The Menzingers – Interview mit Tom May

Punkrock
13.07.2026
The Menzingers - Promo Pic 2026

Erinnerungen zwischen Nostalgie und Realität

Mit «Everything I Ever Saw» veröffentlichen The Menzingers am 17.07.2026 ein Album, das sich intensiv mit Vergangenem, Vergänglichkeit und dem Älterwerden auseinandersetzt.

Seit Jahren versteht es die Band aus Scranton, persönliche Geschichten in universelle Songs zu verwandeln, die weit über klassische Punkrock-Themen hinausgehen. Sänger und Gitarrist Tom May verrät uns, weshalb Erinnerungen oft trügerisch sind, warum gerade kleine Alltagsdetails so wichtig werden und welcher Song der neuen Scheibe ihn unerwartet mit seiner eigenen Vergangenheit konfrontierte.

Bereits der Albumtitel weckt Assoziationen an Erinnerungen – unsortiert, widersprüchlich und voller Emotionen. Genau dort setzt auch unser Interview mit Tom May an.
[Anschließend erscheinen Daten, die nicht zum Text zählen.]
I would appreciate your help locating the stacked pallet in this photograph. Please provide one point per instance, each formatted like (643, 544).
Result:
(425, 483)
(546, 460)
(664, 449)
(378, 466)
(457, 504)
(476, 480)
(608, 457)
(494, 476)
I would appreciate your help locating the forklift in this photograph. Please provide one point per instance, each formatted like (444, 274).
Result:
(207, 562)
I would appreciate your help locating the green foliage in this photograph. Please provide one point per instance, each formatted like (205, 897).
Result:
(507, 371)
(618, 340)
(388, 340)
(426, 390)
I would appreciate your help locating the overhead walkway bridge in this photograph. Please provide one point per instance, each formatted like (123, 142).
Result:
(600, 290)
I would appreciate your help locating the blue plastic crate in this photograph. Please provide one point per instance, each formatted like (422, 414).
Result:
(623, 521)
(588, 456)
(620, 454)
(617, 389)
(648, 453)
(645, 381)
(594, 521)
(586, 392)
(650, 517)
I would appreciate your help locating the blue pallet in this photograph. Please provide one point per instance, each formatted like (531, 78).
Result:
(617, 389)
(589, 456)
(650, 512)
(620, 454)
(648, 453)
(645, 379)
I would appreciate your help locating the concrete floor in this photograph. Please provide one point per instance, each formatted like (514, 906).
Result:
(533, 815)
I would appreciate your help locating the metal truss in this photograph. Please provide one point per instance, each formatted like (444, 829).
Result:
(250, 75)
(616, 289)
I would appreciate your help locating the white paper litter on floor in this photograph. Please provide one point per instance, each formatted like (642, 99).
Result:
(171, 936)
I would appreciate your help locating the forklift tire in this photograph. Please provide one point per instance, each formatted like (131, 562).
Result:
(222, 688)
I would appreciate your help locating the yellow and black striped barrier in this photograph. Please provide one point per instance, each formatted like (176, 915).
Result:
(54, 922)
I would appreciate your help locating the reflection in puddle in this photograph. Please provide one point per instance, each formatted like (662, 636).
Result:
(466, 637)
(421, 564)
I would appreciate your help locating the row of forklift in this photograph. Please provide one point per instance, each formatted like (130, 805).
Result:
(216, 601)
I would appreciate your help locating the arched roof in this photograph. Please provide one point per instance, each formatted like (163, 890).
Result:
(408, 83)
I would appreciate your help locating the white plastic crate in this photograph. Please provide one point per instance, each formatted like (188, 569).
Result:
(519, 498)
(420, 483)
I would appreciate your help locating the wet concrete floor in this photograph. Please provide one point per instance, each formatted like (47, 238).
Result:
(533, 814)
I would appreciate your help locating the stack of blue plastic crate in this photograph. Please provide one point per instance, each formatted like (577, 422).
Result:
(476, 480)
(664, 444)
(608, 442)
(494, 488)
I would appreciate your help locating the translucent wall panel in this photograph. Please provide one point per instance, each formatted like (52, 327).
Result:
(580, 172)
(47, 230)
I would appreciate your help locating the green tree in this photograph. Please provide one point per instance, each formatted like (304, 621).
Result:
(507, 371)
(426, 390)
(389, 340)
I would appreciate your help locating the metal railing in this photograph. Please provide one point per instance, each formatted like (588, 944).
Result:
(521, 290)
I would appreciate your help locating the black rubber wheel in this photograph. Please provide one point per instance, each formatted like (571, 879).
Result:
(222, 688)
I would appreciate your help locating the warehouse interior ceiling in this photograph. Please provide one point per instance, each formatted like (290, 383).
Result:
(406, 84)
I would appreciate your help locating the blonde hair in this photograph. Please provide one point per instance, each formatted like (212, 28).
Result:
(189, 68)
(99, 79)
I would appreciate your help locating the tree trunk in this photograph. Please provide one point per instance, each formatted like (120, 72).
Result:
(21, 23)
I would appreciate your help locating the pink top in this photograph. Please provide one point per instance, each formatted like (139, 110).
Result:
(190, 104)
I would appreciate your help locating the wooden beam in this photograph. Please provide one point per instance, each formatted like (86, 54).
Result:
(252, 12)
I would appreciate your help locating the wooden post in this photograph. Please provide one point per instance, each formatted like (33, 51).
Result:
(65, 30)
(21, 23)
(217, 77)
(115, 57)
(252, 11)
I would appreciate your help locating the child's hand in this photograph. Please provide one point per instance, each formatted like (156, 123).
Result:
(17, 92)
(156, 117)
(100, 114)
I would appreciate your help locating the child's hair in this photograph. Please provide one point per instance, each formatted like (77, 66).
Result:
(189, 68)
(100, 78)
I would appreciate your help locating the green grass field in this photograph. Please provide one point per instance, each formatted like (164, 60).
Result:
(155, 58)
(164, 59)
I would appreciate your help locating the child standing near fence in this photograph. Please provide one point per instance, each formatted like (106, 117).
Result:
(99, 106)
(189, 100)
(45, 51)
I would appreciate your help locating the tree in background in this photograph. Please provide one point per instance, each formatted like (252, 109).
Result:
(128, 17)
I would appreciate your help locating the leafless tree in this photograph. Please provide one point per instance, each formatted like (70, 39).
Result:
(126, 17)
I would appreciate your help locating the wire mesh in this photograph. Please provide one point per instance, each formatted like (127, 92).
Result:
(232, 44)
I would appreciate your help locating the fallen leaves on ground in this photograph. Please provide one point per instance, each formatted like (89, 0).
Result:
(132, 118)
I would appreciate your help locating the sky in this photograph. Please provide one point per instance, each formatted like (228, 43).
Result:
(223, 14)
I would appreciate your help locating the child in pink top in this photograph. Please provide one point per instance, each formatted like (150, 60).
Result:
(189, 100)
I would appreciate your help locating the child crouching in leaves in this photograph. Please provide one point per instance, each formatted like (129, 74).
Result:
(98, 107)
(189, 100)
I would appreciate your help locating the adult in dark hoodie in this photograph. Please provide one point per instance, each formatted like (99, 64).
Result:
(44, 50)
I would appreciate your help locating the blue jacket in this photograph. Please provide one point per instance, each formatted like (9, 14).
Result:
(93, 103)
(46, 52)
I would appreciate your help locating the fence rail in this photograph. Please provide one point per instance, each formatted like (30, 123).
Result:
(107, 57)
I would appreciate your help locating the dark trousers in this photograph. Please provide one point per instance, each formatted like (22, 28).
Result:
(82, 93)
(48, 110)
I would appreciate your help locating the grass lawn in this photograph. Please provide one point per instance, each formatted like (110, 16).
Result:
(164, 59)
Metalinside (Sandro):  Wenn du den Titel ganz wörtlich nimmst: Welches Bild taucht als Erstes vor deinem inneren Auge auf? Eine Kindheitserinnerung oder etwas aus den frühen Tagen von The Menzingers?

Tom May: Erinnerungen sind unglaublich unzuverlässig. Wenn ich so darüber nachdenke, laufen in meinem Kopf sofort unzählige Bilder wie in einer Filmszene ab. Zuerst taucht meine früheste Kindheit vor mir auf: Ich sehe mich mit meinen Cousins auf einem grauen Teppich spielen. Gleichzeitig habe ich aber auch ganz intensiv den Geruch der dicken Zigarren meines Urgrossvaters in der Nase. Es sind diese kleinen Momentaufnahmen, die erstaunlich lange im Gedächtnis bleiben.
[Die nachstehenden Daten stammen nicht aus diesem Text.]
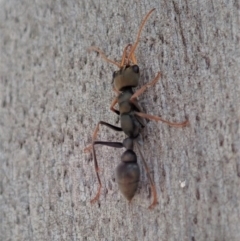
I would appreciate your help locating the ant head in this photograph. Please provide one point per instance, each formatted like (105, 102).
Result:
(127, 76)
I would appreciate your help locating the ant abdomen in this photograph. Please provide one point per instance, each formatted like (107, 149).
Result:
(128, 174)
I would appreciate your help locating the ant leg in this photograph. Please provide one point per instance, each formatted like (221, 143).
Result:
(93, 48)
(144, 87)
(111, 144)
(157, 118)
(114, 102)
(153, 188)
(138, 36)
(94, 136)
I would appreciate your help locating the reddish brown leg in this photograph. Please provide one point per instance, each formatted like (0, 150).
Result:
(124, 61)
(157, 118)
(153, 188)
(139, 33)
(94, 136)
(99, 181)
(114, 102)
(144, 87)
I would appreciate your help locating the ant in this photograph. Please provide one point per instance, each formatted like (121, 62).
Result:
(124, 80)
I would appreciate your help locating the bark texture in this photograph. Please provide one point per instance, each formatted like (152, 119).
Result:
(53, 93)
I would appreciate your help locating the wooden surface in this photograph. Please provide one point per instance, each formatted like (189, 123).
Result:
(53, 93)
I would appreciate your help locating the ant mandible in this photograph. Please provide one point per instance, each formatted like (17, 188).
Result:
(124, 80)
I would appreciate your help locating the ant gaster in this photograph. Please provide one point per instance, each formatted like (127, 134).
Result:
(124, 80)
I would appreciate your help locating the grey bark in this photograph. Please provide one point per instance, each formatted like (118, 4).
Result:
(53, 93)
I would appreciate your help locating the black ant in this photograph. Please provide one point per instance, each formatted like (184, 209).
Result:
(124, 80)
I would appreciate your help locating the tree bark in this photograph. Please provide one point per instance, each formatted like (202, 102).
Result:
(53, 92)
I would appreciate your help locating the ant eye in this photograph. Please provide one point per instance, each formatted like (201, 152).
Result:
(135, 68)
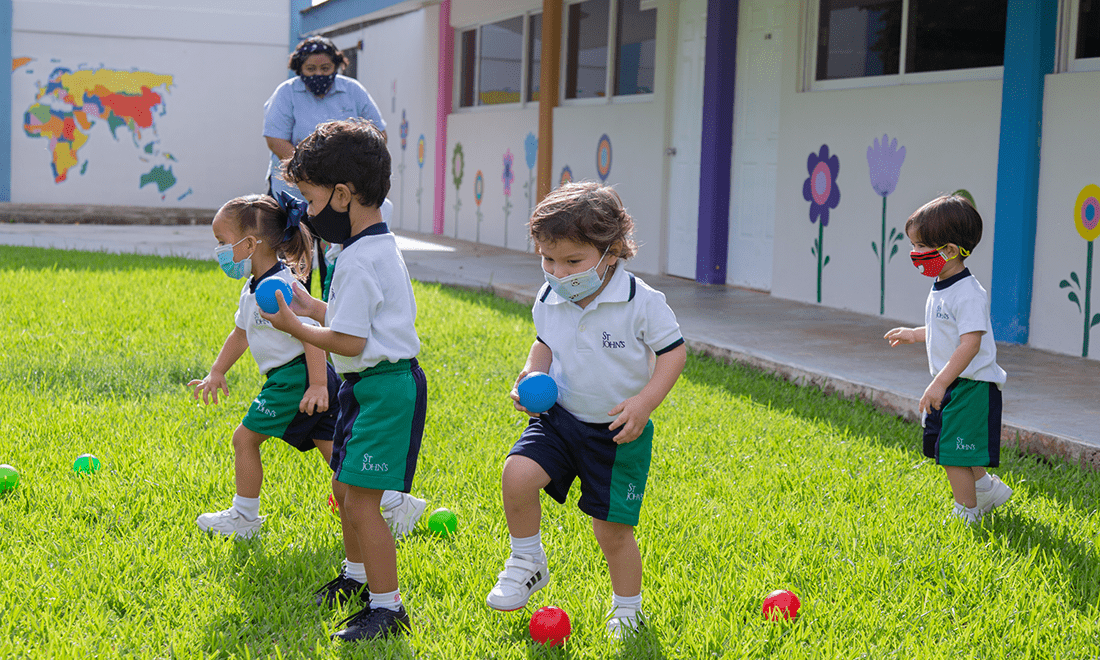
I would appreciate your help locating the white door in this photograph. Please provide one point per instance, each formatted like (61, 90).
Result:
(756, 143)
(686, 135)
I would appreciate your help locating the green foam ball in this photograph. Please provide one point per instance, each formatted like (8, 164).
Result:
(442, 523)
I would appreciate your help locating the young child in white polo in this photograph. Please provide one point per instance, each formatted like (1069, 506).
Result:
(294, 403)
(342, 169)
(614, 349)
(961, 406)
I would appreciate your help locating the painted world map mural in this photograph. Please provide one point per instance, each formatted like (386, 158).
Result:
(124, 105)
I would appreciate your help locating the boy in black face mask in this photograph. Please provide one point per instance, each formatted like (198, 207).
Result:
(342, 169)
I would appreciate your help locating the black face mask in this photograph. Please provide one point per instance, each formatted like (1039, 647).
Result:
(331, 224)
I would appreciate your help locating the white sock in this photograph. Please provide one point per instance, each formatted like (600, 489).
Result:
(626, 605)
(389, 499)
(355, 571)
(249, 507)
(530, 545)
(387, 601)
Die kleinen Details erzählen oft die grössten Geschichten

Wer The Menzingers kennt, weiss, dass ihre Songs selten von grossen Gesten leben. Stattdessen entstehen starke Bilder aus scheinbar unscheinbaren Beobachtungen. Gerade die Nuancen verleihen den Liedern ihre besondere Atmosphäre.

MI: Eure Texte wirken oft fast wie Filmszenen. Sie sind voller kleiner Details – Zigarettenrauch, abgestandener Kaffee, kaputte Strassenlaternen oder all die Schönheit und der Schmutz des Alltags. Wie schafft ihr es, euch diesen Blick für die kleinen Dinge über all die Jahre zu bewahren?

Tom: Tatsächlich machen wir intern oft einen Witz darüber. Ich nenne das «ABN» – Always Be Noticing. Es gab einmal einen herrlich satirischen Artikel über uns. Man sieht irgendeine völlig alltägliche Szene mit einer Portion Americana und rennt sofort los, um sie in einem Notizbuch festzuhalten.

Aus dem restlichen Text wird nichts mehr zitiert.